En 2013, l'actuel président égyptien Abdel Fattah al-Sissi a orchestré un coup d'État pour remplacer le président Mohamed Morsi (1). Les années qui suivirent l'arrivée au pouvoir d'al-Sissi furent marquées par une détérioration des droits humains et une augmentation des pouvoirs des institutions militaires (2). Par conséquent, de nombreux journalistes et artistes ont ouvertement critiqué le régime d'al-Sissi, des artistes comme Shady Habash.

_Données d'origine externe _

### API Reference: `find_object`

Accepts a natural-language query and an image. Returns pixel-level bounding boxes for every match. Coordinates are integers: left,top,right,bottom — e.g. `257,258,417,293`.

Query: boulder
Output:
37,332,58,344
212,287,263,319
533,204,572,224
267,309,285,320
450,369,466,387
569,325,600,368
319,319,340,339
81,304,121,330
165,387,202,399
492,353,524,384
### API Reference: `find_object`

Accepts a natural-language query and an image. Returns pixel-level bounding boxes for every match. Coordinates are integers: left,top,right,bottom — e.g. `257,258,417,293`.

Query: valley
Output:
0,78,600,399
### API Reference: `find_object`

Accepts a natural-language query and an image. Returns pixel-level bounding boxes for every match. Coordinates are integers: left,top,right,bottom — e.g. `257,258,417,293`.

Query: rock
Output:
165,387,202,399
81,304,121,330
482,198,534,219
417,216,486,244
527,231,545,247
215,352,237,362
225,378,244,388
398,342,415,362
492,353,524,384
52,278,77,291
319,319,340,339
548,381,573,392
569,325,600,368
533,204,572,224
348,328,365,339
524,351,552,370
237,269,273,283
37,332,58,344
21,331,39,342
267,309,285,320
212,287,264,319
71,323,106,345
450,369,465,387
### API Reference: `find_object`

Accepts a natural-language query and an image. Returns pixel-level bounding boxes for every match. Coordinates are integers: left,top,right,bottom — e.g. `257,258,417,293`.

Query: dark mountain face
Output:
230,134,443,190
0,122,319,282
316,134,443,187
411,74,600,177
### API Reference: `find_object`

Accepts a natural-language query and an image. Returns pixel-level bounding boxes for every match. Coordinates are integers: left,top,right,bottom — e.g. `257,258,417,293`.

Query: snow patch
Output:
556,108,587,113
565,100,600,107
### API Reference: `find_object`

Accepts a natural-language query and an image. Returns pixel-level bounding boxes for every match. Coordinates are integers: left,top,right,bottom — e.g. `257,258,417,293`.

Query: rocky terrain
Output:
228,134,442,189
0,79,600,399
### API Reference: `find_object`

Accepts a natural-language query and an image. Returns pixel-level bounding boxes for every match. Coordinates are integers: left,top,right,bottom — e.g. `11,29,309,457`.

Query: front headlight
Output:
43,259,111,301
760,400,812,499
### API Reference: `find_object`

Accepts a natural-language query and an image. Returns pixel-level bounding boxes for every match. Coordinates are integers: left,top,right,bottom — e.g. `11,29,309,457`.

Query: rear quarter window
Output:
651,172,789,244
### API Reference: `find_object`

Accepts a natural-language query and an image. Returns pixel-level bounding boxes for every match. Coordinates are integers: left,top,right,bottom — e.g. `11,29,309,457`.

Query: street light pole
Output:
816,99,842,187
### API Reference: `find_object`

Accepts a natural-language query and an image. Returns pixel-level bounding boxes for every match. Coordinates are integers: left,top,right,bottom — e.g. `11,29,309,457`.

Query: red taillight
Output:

Des circonstances nébuleuses

Incarcéré sans procès en mars 2018 pour la réalisation du vidéoclip « Balaha », Shady Habash, un réalisateur de 24 ans, est décédé le 2 mai 2020 dans la prison de Tora, en Égypte. Le vidéoclip, qui constitue une critique d'al-Sissi, s'inspire du surnom de l'homme politique et d'un célèbre personnage cinématographique égyptien reconnu pour être un menteur compulsif (3). Habash ne fut pas le seul participant emprisonné puisque le parolier de la chanson, Galal el-Behairy, a été condamné à trois ans de prison par un tribunal militaire (4).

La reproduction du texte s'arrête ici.